Marcia – Esse é justamente o paradoxo do
ridículo político, ninguém quer ser menosprezado por meio do ridículo, já que o
ridículo implica uma desvalorização. Ninguém quer essa marca, mas aquele que
ela assinala, adquire um valor. Isso não acontece ao natural, digamos assim. Os
exemplos trazidos por você são todos perfeitos. Nenhum desses cidadãos se
promoveu politicamente por meio do reconhecimento de algo como “competência” ou
capacidade.

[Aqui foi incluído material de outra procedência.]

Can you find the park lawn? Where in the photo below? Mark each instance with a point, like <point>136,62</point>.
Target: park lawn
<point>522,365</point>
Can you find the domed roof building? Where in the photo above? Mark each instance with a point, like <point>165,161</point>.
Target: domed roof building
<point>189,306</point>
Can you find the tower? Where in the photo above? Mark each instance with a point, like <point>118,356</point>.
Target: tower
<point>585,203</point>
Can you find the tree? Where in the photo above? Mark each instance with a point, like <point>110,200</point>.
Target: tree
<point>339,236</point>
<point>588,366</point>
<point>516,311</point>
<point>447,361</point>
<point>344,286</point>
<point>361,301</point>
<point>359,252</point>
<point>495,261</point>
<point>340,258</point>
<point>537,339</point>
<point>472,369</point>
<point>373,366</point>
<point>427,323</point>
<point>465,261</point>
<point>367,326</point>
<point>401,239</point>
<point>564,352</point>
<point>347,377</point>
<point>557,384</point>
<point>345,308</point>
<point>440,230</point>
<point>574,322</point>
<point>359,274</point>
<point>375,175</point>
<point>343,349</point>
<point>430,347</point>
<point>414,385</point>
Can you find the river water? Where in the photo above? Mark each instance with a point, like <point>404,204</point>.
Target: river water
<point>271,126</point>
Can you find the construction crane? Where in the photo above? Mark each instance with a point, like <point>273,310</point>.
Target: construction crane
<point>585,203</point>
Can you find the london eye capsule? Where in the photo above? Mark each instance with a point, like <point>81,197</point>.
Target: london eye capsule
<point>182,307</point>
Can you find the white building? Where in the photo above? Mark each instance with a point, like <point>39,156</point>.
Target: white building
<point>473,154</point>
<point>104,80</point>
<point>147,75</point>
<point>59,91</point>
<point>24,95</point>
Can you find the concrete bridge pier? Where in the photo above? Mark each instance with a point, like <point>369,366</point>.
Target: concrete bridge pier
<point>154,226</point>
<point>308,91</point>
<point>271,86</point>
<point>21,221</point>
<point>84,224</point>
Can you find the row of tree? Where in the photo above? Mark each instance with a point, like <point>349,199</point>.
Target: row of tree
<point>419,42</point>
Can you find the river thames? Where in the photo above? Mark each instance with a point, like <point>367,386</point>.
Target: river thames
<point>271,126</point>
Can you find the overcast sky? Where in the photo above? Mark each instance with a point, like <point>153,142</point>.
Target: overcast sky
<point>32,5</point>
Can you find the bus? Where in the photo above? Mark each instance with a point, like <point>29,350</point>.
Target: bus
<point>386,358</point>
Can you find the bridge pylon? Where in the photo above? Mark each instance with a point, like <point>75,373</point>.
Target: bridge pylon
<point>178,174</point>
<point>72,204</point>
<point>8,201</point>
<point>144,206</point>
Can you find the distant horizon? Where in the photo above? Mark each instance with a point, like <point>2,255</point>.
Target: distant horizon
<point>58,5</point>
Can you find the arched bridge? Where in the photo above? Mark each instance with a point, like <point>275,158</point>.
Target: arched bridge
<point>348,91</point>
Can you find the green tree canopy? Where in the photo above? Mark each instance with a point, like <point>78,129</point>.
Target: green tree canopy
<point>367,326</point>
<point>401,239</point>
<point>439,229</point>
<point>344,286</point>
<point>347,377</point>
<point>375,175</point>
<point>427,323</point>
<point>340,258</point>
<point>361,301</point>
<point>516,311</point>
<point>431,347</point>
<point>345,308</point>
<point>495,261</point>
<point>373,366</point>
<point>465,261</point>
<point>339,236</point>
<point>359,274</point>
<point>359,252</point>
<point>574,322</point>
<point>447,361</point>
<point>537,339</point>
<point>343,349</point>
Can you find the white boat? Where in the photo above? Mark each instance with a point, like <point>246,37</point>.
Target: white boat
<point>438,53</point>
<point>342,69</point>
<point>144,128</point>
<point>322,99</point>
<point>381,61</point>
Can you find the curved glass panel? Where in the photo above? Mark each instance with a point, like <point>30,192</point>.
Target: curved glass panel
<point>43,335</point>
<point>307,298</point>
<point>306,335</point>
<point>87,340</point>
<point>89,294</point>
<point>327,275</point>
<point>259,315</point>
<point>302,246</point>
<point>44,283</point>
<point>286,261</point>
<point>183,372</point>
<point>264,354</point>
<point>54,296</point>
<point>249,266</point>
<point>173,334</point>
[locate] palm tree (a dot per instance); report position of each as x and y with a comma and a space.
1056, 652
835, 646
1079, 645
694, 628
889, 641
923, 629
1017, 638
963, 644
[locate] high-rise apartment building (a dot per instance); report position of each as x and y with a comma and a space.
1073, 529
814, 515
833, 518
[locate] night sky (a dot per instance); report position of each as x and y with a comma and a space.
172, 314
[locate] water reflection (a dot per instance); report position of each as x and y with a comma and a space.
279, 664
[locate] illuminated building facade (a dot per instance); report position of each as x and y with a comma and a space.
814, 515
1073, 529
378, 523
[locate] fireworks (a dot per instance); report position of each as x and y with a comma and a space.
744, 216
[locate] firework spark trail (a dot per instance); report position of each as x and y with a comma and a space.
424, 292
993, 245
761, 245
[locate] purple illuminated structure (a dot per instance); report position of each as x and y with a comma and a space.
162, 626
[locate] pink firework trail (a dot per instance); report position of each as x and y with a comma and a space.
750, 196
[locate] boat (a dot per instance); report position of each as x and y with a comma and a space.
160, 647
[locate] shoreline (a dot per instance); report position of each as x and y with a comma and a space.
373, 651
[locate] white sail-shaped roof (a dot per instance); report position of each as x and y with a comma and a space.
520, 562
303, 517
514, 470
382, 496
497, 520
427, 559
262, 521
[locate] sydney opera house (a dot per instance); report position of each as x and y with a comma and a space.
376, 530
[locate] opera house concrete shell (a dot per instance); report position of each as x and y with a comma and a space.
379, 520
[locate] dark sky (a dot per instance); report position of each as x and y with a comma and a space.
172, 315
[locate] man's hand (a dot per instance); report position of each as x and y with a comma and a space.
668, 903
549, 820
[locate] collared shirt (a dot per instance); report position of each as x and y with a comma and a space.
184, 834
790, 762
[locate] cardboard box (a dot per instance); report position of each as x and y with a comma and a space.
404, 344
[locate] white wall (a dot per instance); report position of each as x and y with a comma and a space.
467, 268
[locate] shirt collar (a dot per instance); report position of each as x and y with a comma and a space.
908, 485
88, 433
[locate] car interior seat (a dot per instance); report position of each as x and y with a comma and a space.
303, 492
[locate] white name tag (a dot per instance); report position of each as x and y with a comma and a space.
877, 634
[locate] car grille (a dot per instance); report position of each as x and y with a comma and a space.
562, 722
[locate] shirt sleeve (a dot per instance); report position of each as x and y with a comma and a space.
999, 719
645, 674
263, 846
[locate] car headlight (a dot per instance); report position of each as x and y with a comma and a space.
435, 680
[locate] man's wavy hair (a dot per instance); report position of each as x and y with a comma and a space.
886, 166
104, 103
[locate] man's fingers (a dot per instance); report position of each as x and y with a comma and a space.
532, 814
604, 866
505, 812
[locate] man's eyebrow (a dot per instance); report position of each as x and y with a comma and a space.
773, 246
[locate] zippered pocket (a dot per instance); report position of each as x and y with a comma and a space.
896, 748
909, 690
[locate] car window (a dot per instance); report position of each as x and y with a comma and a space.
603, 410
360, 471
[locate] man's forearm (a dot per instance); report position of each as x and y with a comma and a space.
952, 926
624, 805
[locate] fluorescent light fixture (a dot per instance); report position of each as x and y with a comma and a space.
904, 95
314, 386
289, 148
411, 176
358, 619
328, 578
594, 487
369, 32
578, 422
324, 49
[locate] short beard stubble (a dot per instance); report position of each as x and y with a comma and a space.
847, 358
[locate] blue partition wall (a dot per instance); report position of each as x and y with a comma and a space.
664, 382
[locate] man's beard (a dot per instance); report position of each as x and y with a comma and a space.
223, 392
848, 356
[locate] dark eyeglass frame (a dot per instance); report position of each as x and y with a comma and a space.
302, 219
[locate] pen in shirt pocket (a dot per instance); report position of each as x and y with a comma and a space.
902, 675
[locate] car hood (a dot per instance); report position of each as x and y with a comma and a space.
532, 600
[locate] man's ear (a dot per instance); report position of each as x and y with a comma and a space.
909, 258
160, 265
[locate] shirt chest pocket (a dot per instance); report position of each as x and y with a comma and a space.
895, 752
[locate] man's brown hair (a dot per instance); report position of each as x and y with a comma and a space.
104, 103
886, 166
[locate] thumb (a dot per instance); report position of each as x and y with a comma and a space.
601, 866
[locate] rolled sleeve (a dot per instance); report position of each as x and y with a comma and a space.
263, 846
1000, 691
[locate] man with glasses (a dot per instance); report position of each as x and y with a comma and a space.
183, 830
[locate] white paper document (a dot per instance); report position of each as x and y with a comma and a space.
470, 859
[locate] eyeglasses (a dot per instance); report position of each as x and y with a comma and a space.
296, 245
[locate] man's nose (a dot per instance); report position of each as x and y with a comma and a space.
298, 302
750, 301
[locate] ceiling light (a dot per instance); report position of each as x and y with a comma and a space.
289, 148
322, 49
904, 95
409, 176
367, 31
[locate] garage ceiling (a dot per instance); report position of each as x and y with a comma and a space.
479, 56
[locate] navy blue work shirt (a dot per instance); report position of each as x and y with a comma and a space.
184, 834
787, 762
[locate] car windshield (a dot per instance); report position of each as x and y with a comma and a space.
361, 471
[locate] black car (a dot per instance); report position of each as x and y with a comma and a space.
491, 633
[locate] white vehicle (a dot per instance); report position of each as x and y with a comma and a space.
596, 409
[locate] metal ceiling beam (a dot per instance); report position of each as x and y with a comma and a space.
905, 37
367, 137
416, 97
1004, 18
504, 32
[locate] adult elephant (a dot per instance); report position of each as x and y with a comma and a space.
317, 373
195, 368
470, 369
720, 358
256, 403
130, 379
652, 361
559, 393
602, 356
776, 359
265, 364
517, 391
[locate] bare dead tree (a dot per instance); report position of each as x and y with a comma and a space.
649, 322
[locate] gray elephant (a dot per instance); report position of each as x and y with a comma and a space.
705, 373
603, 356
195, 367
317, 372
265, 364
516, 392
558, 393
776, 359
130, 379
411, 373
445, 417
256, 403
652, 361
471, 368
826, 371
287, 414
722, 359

Nenhum deles representava nada de admirável, de nobre ou sublime,
digamos assim, muito menos de belo e verdadeiro, para usar termos antigos que
em momentos diversos da história humana designaram valores estéticos e morais.
Todos foram votados porque apareceram como personagens histriônicos, imagens,
“personas”, no sentido de máscaras mesmo, com textos específicos, bordões,
clichês, falas prontas. Quem cresce e aparece é porque se torna personagem,
“figura”. Podemos citar candidatos eleitos em diversas cidades e estados pelo
país afora. Os agentes populistas mais canastrões estão por aí exercendo seus
governos de fachada. O que eu quero dizer com isso, não é que a política perdeu
o estilo, pois há personagens também no passado, mas que o “estilo” do momento
acoberta uma tremenda inconsistência política. Me refiro ao conhecimento, à
capacidade mesma de governar visando a complexidade de um país. Quando ouvimos
o discurso baseado em clichês, não estamos só diante de um ignorante que se
elegeu, mas estamos diante de um caso de ignorância que foi capturada para
efeito do poder. A ignorância tornou-se capital político, percebe?